Adriana Prieto, Arduíno Colasanti e Márcia Rodrigues

Para si mesma, não soube, ou não pode sê-lo. Não houve tempo para aprender. O pouco que sabíamos de sua história dava conta de uma linda menina com um pai ausente (estaria morto?), um irmão homossexual e uma mãe a quem rejeitava, mas com a qual se preocupava, apesar de a terem mandado para um internato de freiras. Num dos raros desabafos seus de que tenho memória, me contou que essas mesmas freiras a molestaram, o que, certamente, reforçou sua fragilidade, abreviou sua infância e, imagino, lhe solapou a chance de desenvolver a sexualidade de maneira livre e boa. Adriana não se despia na minha frente nem na das amigas, todas adolescentes desinibidas criadas à beira da praia do Rio de Janeiro; curiosamente, deixou para fazê-lo mais tarde nas telas. Nem tampouco falava de sexo, assunto quase que predominante naquele mundinho feminino cheio de fogo e de curiosidade em relação aos homens. Como sempre, nesses momentos, usava seu risinho bonito e nervoso para lidar com a situação.

Seu irmão Carlos, que era presença constante em nossa casa e de quem também gostávamos, tomou Adriana como "projeto de vida" — não foi difícil para nós perceber a inviabilidade daquela relação torta. Era evidente o esforço excessivo que Adriana fazia para caber naquele personagem anacrônico, híbrido, que o irmão escrevera para ela: ele a maquilava, escolhia suas roupas, a ensaiava e ensinava a imitar atitudes, gestos, olhares de Marlene Dietrich, e muito provavelmente a dizia o que revelar ou não. E Adriana se deixava guiar pelo sonho do irmão, que nascera desejando ter sua beleza, seu talento e seu sexo. E lá ia ela, atuando, até certo ponto, como uma jeune fille fatale, uma Greta Garbo de subúrbio, como diria, talvez, Nelson Rodrigues. Na tela, o que predominava era seu frescor, seu talento e, quem sabe, até sua rebeldia contra aquele infantil acordo perverso. Mesmo assim não me esqueço de que, quando ela ganhou seu primeiro dinheiro de verdade, ainda investiu em um apartamento em Copacabana, onde instalou mãe e irmão. Era um anjo real.
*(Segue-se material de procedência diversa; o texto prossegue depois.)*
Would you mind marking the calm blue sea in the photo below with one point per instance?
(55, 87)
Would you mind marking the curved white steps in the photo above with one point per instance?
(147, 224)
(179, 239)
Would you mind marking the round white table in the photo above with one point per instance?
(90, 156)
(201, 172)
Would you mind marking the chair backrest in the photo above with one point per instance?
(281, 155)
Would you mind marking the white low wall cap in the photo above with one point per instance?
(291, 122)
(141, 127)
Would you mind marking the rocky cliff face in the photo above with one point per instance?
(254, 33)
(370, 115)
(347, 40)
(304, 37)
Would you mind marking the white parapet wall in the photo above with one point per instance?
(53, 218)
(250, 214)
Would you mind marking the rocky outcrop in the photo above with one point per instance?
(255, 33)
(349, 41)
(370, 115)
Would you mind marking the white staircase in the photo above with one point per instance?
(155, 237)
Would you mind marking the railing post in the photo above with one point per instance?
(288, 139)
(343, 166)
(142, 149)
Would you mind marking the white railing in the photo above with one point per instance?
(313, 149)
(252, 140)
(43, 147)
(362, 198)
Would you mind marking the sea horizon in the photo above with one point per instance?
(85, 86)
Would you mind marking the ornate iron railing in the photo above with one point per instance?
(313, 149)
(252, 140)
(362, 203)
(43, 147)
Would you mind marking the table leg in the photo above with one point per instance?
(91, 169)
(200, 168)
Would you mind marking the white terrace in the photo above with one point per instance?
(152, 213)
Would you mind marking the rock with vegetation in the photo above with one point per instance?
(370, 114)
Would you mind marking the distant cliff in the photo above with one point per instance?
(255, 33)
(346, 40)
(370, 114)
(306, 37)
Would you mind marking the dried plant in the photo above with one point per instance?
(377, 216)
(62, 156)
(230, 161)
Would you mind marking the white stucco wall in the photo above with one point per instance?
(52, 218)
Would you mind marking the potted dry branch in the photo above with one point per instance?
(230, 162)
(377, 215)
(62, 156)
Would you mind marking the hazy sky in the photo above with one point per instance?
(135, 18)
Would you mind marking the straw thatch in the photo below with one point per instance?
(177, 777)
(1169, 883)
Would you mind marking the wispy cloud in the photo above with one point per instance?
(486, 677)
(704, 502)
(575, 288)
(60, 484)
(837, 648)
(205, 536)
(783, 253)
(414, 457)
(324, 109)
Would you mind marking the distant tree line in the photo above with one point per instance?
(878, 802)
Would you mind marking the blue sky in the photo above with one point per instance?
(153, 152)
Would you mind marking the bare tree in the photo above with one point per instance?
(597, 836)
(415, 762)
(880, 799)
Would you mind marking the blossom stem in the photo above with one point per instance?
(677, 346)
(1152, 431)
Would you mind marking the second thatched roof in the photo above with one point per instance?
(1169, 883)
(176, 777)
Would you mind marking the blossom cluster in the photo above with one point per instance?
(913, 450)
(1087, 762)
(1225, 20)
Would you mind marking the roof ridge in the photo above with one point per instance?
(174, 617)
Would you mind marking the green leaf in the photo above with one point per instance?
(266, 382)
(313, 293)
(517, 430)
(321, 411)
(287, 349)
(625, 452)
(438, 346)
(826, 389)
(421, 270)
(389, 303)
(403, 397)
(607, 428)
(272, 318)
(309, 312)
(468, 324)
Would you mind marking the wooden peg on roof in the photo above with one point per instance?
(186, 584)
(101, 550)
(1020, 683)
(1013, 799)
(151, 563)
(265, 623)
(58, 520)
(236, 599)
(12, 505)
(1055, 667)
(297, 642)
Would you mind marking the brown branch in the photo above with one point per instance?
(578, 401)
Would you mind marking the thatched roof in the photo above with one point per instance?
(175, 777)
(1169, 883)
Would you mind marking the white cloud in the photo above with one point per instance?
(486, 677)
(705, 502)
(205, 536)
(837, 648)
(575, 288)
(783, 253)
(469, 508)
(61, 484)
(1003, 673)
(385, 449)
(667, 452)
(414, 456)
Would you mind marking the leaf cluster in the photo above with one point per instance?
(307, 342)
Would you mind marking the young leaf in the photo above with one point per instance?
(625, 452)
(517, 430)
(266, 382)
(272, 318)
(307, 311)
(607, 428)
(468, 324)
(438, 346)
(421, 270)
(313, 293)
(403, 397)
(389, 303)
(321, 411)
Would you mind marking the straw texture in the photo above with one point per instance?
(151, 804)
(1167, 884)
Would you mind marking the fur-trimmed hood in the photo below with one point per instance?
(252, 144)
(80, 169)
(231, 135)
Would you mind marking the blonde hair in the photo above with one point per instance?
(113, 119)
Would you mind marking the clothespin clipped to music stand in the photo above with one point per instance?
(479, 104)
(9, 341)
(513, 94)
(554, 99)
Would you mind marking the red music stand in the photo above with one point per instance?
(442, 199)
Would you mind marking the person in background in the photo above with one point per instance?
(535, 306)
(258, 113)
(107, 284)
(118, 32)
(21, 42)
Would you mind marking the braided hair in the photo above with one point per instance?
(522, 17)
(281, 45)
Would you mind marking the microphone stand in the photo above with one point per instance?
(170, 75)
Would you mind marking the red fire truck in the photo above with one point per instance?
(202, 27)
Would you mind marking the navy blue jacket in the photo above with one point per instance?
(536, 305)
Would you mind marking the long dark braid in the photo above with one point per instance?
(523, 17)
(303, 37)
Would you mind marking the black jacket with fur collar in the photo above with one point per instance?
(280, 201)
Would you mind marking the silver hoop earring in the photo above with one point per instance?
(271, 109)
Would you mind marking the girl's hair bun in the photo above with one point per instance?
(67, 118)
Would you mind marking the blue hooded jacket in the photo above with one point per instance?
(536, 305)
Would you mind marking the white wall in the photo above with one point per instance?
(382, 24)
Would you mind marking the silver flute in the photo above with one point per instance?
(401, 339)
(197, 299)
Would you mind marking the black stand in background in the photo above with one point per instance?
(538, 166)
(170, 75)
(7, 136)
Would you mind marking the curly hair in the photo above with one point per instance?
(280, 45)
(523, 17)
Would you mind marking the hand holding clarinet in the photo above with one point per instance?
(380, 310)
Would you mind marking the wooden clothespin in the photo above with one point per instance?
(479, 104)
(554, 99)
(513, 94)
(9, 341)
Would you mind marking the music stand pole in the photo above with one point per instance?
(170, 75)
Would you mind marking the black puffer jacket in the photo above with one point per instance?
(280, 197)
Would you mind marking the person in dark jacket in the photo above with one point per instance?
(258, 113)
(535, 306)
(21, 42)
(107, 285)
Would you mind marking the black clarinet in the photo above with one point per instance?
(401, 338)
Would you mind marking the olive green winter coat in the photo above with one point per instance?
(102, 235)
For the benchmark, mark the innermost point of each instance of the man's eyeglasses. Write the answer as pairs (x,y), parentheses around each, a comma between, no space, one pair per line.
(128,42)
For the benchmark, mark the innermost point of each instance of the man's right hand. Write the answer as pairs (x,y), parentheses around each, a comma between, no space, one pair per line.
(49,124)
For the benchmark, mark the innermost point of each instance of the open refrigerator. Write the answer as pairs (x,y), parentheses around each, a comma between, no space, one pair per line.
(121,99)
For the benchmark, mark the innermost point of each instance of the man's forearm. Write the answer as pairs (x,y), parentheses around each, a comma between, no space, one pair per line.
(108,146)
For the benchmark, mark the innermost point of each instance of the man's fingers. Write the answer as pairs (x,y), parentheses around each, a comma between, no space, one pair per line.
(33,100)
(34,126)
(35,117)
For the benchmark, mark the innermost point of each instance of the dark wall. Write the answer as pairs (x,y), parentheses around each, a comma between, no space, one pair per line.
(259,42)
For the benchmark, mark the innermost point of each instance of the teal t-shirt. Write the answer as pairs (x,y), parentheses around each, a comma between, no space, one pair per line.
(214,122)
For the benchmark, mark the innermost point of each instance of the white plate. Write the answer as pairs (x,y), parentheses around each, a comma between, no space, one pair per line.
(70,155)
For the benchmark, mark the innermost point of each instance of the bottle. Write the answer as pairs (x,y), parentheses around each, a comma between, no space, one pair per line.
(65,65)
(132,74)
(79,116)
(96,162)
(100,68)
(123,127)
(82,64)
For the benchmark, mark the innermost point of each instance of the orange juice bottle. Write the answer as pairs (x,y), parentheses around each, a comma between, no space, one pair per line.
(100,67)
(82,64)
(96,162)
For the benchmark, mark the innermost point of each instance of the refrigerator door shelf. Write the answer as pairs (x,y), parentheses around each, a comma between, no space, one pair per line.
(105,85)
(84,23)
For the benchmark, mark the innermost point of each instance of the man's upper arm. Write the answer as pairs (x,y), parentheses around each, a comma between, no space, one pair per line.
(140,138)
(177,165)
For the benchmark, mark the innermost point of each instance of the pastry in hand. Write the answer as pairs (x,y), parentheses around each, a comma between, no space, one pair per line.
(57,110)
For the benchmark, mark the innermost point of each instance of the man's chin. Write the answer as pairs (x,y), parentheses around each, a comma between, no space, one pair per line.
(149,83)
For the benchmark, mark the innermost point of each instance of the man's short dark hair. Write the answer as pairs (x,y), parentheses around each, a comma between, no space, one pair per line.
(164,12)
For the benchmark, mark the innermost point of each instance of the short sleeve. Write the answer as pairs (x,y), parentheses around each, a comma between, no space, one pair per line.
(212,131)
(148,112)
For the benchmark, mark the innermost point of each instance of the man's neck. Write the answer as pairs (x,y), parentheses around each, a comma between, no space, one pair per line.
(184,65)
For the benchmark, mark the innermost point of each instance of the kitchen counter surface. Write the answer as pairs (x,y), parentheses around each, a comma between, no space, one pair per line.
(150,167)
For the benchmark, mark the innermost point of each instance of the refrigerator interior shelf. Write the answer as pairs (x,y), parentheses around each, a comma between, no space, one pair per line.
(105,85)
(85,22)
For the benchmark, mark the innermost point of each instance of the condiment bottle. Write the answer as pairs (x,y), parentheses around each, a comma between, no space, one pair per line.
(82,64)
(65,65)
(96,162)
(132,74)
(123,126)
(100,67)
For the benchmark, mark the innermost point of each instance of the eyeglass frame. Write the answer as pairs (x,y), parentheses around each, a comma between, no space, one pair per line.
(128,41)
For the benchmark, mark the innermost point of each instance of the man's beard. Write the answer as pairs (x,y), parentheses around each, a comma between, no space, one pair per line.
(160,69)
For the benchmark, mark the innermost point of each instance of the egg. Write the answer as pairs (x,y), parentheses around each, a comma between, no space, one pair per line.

Mas a vida não distingue anjos de demônios, e, às vezes, os coloca juntos. Quis o acaso, dessa vez trágico, que mais uma vez Adriana se ligasse a nós. Certos anjos não sabem farejar o perigo, e até saem em busca dele, reagindo de maneira muito diferente da que fez a menina fatale de O último tango em Paris, que se salva da morte fulminando, com a arma do pai, o homem de rapina com que se ligara.

As jovens Adriana Prieto e Claudia Lessin, minha irmã, tiveram mortes trágicas, indiretamente intermediadas pelo mesmo homem: um desses seres-abutres que, embora vivam e se vistam como nós, habitam as trevas e de lá saem, tal como o personagem de Marlon Brando naquele filme, apenas para sugar às mulheres a vida e, quando conseguem, semearlhes a morte. Adriana morreu vítima de um acidente de automóvel, conduzida pelas mãos desse homem que, anos depois, apresentou minha irmã, dependente química, aos seus futuros assassinos. Carlos, irmão de Adriana, também morreu jovem, vítima de aids.

Aqui ficamos nós, sobreviventes dessa tragédia da vida real, buscando todos os dias guardar as boas lembranças para não morrer de tristeza e de medo.